Ни движения, ни звука. Только шум у меня в голове – словно где-то вдали звучит старомодный вальс и ветер доносит обрывки мелодии.
Я осторожно шагнула вперед, прошла от фигуры к фигуре. Луч фонарика высвечивал лица в мелких крапинках красной жидкости. Пол тоже был залит красным, при каждом шаге подошвы слегка прилипали, и мне приходилось их отдирать.
Искаженные лица…
На одних – выражение боли. Глаза зажмурены, губы кривятся. Другие – задумчивые, удивленные. Одна из женщин, миниатюрная старушка с седыми волосами, смеялась от радости, ведомой только ей.
У меня было явное и жутковатое ощущение, что я попала в музей, что это просто такая художественная инсталляция. Живые скульптуры или даже трехмерные голографические изображения. Странный пьянящий запах пробудил воспоминания. В редакции, когда я сидела в лаборатории и ждала, чтобы мне проявили снимки. Когда мне не терпелось скорее посмотреть, что получилось. Да. Здесь пахло так же. Фотопроявителем. Здесь, в этой комнате, время застыло. Мгновение остановилось. Как на фотографии. В моменты подобных открытий я всегда напоминаю себе слова Кингсли, что люди играют на публику. Постоянно, в любой ситуации. Когда им больно и когда им приятно. Потом за это придется платить. Не обязательно – деньгами. И не всегда – по собственной воле. Но так или иначе платить придется.

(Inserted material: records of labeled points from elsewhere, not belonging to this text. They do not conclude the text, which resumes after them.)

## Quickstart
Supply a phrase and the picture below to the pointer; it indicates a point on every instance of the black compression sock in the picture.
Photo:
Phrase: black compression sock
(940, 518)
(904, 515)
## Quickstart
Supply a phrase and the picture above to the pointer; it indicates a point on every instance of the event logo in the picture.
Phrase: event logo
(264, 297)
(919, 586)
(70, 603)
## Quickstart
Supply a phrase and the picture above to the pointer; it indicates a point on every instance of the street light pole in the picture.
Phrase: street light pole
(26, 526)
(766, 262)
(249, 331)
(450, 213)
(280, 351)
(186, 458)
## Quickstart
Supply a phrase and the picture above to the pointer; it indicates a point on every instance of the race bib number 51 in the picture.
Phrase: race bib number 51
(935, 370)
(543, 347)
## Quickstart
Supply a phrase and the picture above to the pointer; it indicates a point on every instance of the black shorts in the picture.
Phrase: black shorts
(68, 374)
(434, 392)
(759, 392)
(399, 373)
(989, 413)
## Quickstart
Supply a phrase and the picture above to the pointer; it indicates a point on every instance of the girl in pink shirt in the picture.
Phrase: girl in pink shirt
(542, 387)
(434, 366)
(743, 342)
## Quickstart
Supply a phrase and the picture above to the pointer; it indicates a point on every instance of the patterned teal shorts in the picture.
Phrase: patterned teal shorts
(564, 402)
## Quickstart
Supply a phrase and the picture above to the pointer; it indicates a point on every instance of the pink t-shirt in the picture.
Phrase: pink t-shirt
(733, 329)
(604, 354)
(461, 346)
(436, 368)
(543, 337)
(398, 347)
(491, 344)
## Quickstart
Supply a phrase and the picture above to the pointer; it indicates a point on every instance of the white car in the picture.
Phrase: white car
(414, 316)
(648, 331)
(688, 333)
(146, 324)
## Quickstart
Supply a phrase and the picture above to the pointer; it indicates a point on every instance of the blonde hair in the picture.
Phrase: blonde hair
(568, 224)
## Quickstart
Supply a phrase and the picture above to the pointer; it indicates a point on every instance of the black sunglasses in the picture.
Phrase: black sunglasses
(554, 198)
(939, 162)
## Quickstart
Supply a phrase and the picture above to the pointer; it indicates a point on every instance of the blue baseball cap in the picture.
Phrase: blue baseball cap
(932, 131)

Там, среди них, был Павлин.
И Хендерсон тоже. Рядом с Павлином, в двух шагах от него. Ее лицо не выражало вообще ничего: абсолютно пустое. Но на Павлина было страшно смотреть. Глаза широко распахнуты, в ужасе. Рот перекошен в беззвучном крике. Тело согнуто вбок, застывшие руки хватают пустоту. Я ни разу не видела его таким и теперь испугалась по-настоящему. Маска сорвана.
Это страшно.
Я прикоснулась к его лицу.
Оно было теплым и твердым. Мышцы, сведенные судорогой. Старый шрам. Но оно было живым. Когда луч от фонарика упал ему на лицо, оно словно вспыхнуло красками, и зрачки жадно расширились, впивая свет. А потом он шевельнулся, Павлин. Я это видела. Он шевельнулся. Медленно, словно во сне. В недостижимых глубинах сна.